Earlier this month, at his twentieth-anniversary show in Mumbai, Sabyasachi Mukherjee dressed his male models in silk pajamas, flimsy shirts, and kaftans that were no different from what his female fashions were sporting. Then you have the modern-day marketing campaign from Shantanu & Nikhil, in which actor Jim Sarbh is in draped silk sherwanis. Elsewhere, Ranveer Singh, the poster boy of gender-fluid style and OTT, has been setting social media abuzz with a yellow plaid fit via Dhruv Kapoor.
In the South, Chennai-based multi-logo save Evoluzione introduces its Men’s Sartorial Edit subsequent month — “curating young designers who are thinking silhouettes and experimenting with suits and prints” — and in Mumbai, bespoke shoe and eyewear trunk indicates are paying extra interest to what guys want. “Terms like androgyny, un-binary, and genderless are gaining traction,” opines Vijendra Bhardwaj, GQ India’s (former) style director. “There’s an extreme melding of factors of womenswear and menswear, and wondering and redefining the notions of masculinity.” And that is developing “new industry and possibility,” feels Nikhil Mehra of Delhi-based emblem Shantanu & Nikhil, who adds, “The subsequent five to 6 years belong to men.” We speak with 14 catalysts — designers, stylists, and stores — on their new collections and where menswear is heading in India.
With gender-fluid drapes and focus on material, Antar-Agni also addresses “that small percent of authors, bloggers, innovative and sportspeople who will get our philosophy,” says Dubey, 31, who hails from Gorakhpur in UP. At his first show five years ago, approximately 30% of his clients for menswear were ladies. “So we introduced androgyny. We proved that drapes and cuts are important, with awareness at the ‘wearability component and how the cloth falls for your shoulder, the way you manage the strains across the body”. Sneakers paintings nicely with this label, and he brought jackets closing 12 months. He calls them “enhancers — one layer that you could upload on to any outfit.” With this season’s Into the Light collection, Dubey has explored “simplicity and freedom from inhibitions and stereotypes.”
Lessons from Woolmark
“I work on motifs and patterns that might be my own, and I now focus on Baroque or Rococo fashion. The Woolmark experience was a year-long method, with the aid of which time I began dreaming of sheep. I even went to look at a farm with sheep, intending to purchase it! But severely, it made me extra intense in my process. From my very first display in 2014.”
Keeping it easy
“I was working on linen, zari, and lycra blends with subtle artwork. The original idea became not to color block but to break the monotony with flashes of skin at the wrist, ankle, and chest. We collaborate with grasp weavers in clusters in Bhagalpur and Meerut. And Malkha has been sourced from Andhra Pradesh from the very beginning.”
“Our winter isn’t always genuinely wintry weather, so the focal point of menswear is on summer season. In the global context, this makes global manufacturers uneasy. Can India ever be an international participant within the phase, or is it honest to be in comparison as a tropical outpost for global brands?” asks the dressmaker, whose emblem is synonymous with bandhgalas and jodhpurs. The signature silhouette gets a futuristic treatment in Rathore’s ultra-modern series: it can be seen “in the cut of the garments, which resonates an edgy tale,” he says, including that sustainable embroideries and different tailoring strategies supplement it. When it comes to regular put-on, he says, “Pret is the pulse of most manufacturers oscillating in the mid-segment, which calls for a charge-touchy method. This makes it a quintessential part of the menswear enterprise.”

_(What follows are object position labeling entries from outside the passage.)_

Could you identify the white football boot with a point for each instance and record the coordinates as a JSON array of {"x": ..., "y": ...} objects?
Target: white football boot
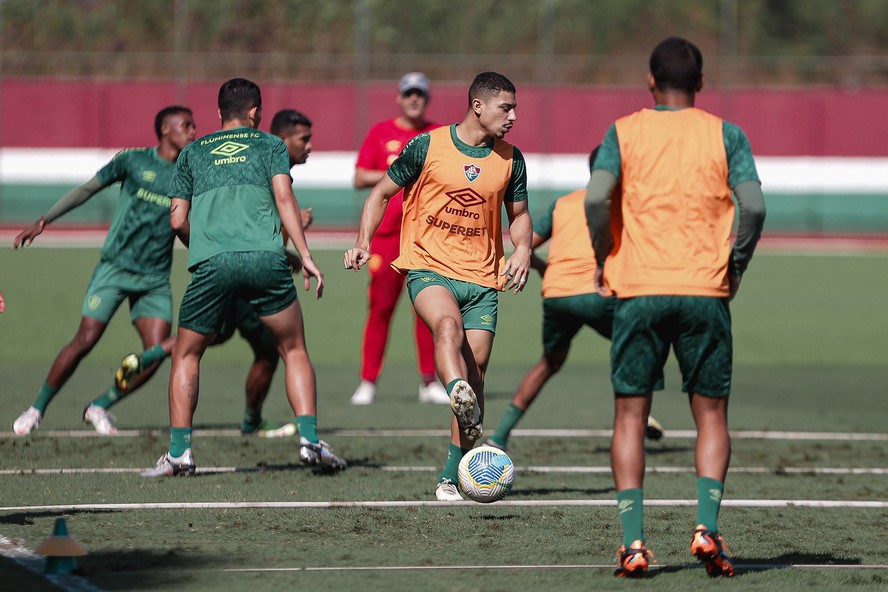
[
  {"x": 447, "y": 491},
  {"x": 27, "y": 422},
  {"x": 433, "y": 393},
  {"x": 364, "y": 394},
  {"x": 100, "y": 418},
  {"x": 172, "y": 466}
]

Nikhil Mehra made his first draped kurta four years ago to put on for a celebration. “I got such a lot of eyeballs initially, looking askance, but by the quit, several humans cherished it. We realized then that men were hungry for individuality,” he recalls. Their designs for men “waiting to be confirmed through layout” encompasses gender-fluid silhouettes, navy chic, and now, Indian tradition. “I think the layout will start turning into a language in which you’re from and who you’re. Textiles and cultural effects from unique areas, like tribal prints or Kerala’s dance forms like theyyam, will become famous on jackets, T-shirts, and cutting-edge paperwork. Our next collection will be consciousness on vintage people’s memories,” he says.